The filters are parameterized to be interpretable—each can be visualized to understand what molecular pattern it detects. This interpretability distinguishes ScanNet from black-box deep learning approaches.
ScanNet builds representations at two scales:
This multi-scale approach allows ScanNet to integrate information from individual atomic contacts up to residue-level surface geometry.
When MSA data is available, ScanNet incorporates position-weight matrices derived from sequence alignments. Conservation patterns provide complementary evidence—residues conserved across evolution often participate in functionally important interfaces. For designed proteins or sequences without homologs, the noMSA mode relies purely on structural features.
ScanNet was trained on protein-protein binding sites from the MaSIF-site benchmark dataset.

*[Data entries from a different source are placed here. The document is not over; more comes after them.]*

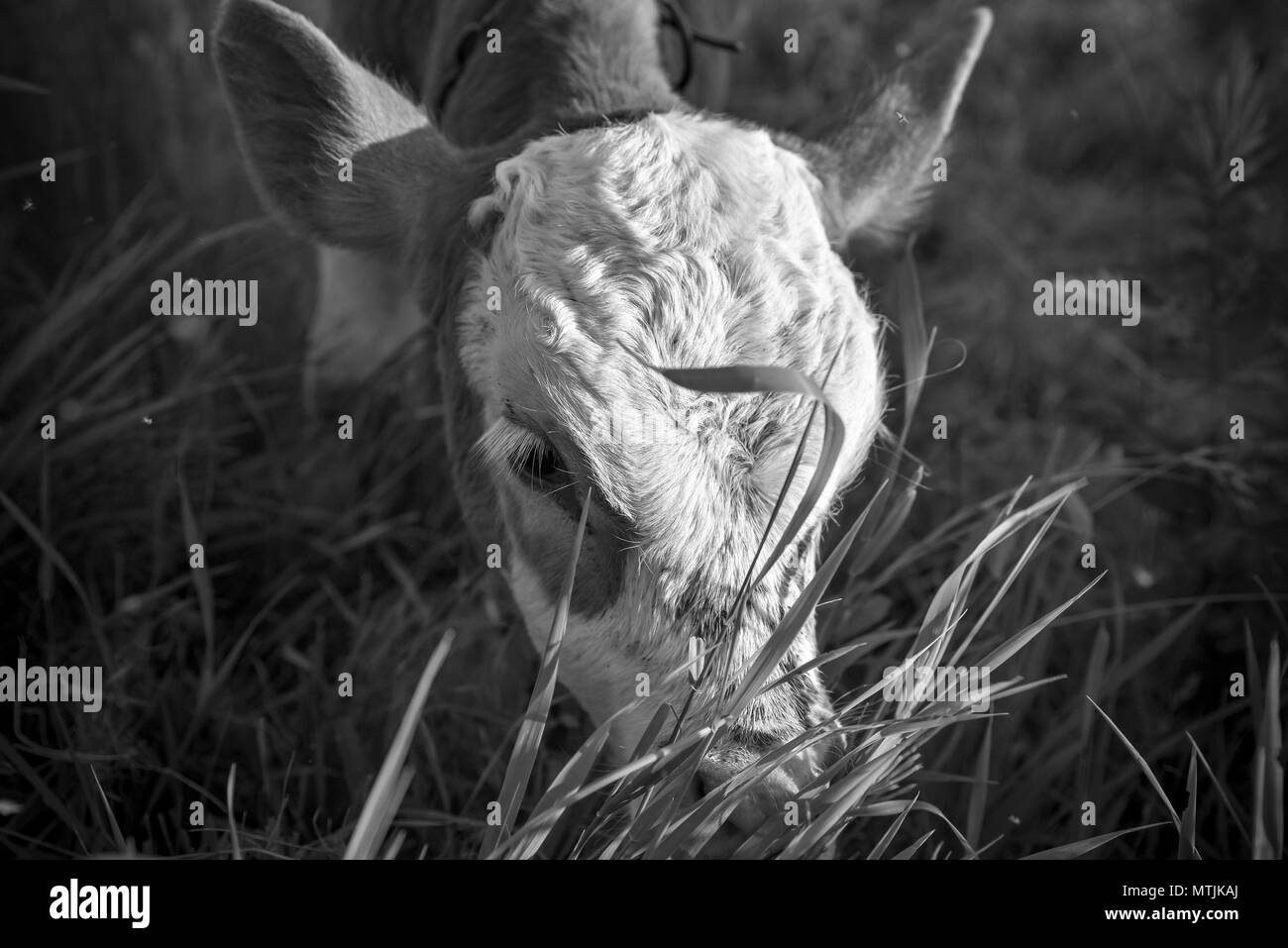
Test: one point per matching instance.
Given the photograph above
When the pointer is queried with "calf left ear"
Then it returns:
(301, 110)
(876, 167)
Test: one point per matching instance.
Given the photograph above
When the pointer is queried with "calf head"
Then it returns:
(561, 269)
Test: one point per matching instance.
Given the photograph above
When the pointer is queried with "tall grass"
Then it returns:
(329, 558)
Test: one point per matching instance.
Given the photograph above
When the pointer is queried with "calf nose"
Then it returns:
(769, 797)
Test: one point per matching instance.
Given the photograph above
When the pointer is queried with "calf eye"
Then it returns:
(541, 463)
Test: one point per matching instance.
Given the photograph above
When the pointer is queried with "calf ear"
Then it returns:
(301, 108)
(876, 167)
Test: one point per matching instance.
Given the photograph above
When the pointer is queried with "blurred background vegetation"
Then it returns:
(327, 557)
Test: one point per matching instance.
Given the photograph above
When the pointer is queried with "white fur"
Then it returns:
(684, 241)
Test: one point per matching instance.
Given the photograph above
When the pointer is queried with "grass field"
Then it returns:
(1155, 695)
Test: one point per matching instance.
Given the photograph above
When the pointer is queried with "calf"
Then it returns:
(563, 222)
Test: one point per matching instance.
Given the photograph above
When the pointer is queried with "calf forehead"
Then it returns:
(675, 241)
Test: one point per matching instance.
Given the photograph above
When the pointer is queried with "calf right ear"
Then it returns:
(301, 110)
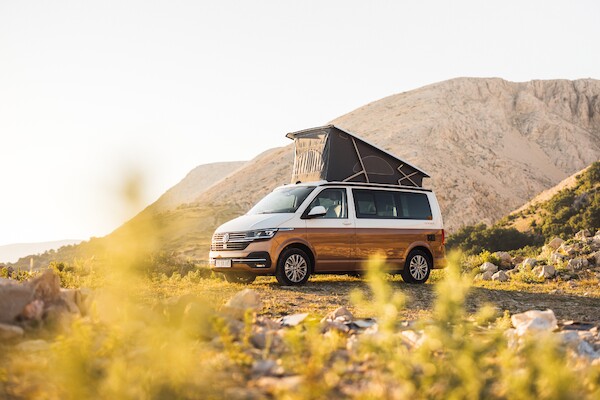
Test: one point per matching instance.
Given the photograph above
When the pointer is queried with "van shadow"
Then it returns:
(421, 298)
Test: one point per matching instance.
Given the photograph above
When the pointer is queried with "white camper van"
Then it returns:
(334, 225)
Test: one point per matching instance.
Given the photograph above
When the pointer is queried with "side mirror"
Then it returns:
(316, 211)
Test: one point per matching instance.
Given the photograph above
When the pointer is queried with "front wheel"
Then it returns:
(239, 277)
(293, 267)
(417, 267)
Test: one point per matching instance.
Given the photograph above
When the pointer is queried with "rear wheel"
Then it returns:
(239, 277)
(293, 267)
(417, 267)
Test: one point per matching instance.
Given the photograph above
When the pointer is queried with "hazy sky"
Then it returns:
(93, 91)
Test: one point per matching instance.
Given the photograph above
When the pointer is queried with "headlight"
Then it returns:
(261, 234)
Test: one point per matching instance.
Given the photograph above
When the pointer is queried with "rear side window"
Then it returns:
(391, 205)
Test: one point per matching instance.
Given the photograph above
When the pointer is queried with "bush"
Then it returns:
(474, 239)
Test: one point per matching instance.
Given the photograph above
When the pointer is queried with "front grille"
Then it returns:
(219, 246)
(237, 241)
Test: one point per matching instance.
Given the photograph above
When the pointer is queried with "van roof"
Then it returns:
(358, 185)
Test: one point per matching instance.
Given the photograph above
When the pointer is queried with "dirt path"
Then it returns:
(325, 293)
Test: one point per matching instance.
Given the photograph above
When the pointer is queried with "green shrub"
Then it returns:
(474, 239)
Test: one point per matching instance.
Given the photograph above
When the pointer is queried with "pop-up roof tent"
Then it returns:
(333, 154)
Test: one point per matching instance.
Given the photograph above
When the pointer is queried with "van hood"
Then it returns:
(252, 222)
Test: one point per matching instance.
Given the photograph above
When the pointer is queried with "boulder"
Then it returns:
(547, 271)
(582, 234)
(556, 258)
(505, 258)
(578, 263)
(595, 258)
(13, 299)
(246, 300)
(341, 314)
(528, 264)
(534, 321)
(9, 332)
(500, 276)
(487, 276)
(555, 243)
(45, 287)
(488, 267)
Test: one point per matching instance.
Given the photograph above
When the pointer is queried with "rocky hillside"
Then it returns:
(490, 146)
(194, 184)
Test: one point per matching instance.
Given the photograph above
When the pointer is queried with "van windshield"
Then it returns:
(283, 200)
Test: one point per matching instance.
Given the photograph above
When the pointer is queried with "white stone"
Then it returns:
(487, 276)
(555, 258)
(500, 276)
(528, 264)
(578, 263)
(534, 321)
(488, 267)
(505, 258)
(555, 243)
(582, 234)
(548, 271)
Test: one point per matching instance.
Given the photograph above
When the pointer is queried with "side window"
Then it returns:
(414, 206)
(334, 201)
(391, 204)
(364, 202)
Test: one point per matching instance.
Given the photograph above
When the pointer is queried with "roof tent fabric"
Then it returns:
(333, 154)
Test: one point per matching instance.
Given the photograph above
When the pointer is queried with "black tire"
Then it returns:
(417, 267)
(293, 267)
(239, 277)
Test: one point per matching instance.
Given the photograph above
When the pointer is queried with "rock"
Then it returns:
(45, 287)
(246, 300)
(488, 267)
(9, 332)
(534, 321)
(569, 250)
(511, 272)
(578, 263)
(13, 298)
(555, 243)
(582, 234)
(595, 257)
(259, 340)
(341, 314)
(413, 338)
(556, 258)
(293, 320)
(505, 258)
(528, 264)
(7, 281)
(547, 271)
(500, 276)
(74, 298)
(487, 276)
(33, 311)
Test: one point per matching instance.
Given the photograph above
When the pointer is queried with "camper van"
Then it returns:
(364, 203)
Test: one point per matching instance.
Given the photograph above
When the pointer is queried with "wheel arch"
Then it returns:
(304, 248)
(423, 248)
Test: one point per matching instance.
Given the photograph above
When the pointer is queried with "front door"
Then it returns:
(332, 235)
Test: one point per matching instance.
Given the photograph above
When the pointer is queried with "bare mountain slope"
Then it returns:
(489, 145)
(195, 182)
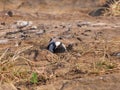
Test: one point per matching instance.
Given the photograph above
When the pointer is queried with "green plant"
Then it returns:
(34, 78)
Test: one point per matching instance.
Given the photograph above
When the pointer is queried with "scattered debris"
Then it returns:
(21, 24)
(116, 54)
(10, 13)
(4, 41)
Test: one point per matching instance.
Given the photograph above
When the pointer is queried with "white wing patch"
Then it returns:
(57, 44)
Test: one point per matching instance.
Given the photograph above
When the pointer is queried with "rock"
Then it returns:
(22, 24)
(40, 32)
(97, 12)
(4, 41)
(8, 86)
(10, 13)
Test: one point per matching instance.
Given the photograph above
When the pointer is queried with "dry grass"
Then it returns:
(114, 8)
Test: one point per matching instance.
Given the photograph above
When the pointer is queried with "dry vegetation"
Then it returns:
(95, 48)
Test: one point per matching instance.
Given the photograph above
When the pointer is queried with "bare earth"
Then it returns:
(91, 63)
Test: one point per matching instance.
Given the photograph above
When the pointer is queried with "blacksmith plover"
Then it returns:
(56, 46)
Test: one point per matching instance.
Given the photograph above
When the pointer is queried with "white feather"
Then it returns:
(57, 44)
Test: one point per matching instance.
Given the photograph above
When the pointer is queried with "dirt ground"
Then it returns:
(92, 59)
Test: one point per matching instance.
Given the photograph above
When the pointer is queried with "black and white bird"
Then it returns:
(56, 46)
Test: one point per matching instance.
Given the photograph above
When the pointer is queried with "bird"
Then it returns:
(56, 46)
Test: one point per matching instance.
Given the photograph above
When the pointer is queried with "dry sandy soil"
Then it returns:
(92, 59)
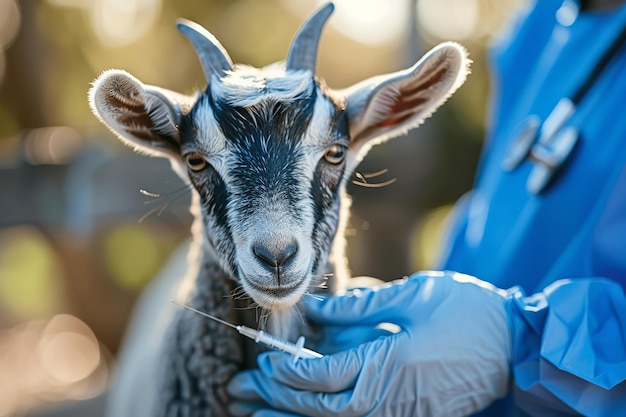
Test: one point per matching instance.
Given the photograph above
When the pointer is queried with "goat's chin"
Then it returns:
(274, 300)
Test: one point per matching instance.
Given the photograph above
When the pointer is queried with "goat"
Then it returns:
(267, 153)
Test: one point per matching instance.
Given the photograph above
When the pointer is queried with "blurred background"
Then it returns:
(85, 224)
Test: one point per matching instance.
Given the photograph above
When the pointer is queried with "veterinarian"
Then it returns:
(546, 221)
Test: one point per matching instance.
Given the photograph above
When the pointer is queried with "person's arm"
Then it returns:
(569, 351)
(459, 339)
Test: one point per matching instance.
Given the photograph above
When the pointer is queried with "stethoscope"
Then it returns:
(548, 145)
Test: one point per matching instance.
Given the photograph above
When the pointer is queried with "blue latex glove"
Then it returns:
(450, 358)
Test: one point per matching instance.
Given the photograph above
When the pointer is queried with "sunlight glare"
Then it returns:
(370, 22)
(448, 19)
(121, 22)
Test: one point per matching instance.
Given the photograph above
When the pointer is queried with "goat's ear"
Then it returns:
(142, 116)
(389, 105)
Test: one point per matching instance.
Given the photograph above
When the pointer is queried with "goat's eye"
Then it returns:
(334, 154)
(195, 162)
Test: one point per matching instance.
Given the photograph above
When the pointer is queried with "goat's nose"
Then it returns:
(275, 256)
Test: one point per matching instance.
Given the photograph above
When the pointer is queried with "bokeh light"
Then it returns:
(371, 22)
(29, 273)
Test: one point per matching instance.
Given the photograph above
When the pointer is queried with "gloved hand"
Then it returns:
(450, 358)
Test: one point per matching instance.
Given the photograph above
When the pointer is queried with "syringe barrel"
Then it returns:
(271, 341)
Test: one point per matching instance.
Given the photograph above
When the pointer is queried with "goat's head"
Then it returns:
(269, 150)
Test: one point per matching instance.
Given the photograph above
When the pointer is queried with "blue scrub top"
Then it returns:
(567, 243)
(576, 227)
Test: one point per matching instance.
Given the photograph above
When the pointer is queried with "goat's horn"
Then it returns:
(213, 56)
(303, 51)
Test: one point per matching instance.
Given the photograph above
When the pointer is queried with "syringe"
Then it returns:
(259, 336)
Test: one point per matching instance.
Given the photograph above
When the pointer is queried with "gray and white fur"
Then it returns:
(267, 153)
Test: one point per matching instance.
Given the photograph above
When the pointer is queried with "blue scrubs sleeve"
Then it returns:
(569, 349)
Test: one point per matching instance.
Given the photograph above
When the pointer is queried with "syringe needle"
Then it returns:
(202, 313)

Testing revealed strong generalization: even for proteins with no sequence or fold similarity to training examples, ScanNet maintained high accuracy. This contrasts with homology-based methods that fail on novel folds.
ScanNet achieves state-of-the-art accuracy on protein-protein binding site prediction benchmarks.
| Metric | Value |
|---|---|
| AUCPR (test set) | 0.694 |
| Accuracy | 87.7% |
| Precision at 50% recall | 73.5% |
Performance remains robust across different levels of similarity to training data. While structural homology methods excel when close homologs exist, their accuracy degrades rapidly for distant or novel folds. ScanNet maintains consistent performance across all homology levels, demonstrating true generalization rather than memorization.
Predictions are also robust to conformational changes between bound and unbound structures, with only minor accuracy drops (88.3% to 86.6% on simulated data, 91.9% to 91.3% on experimental structures).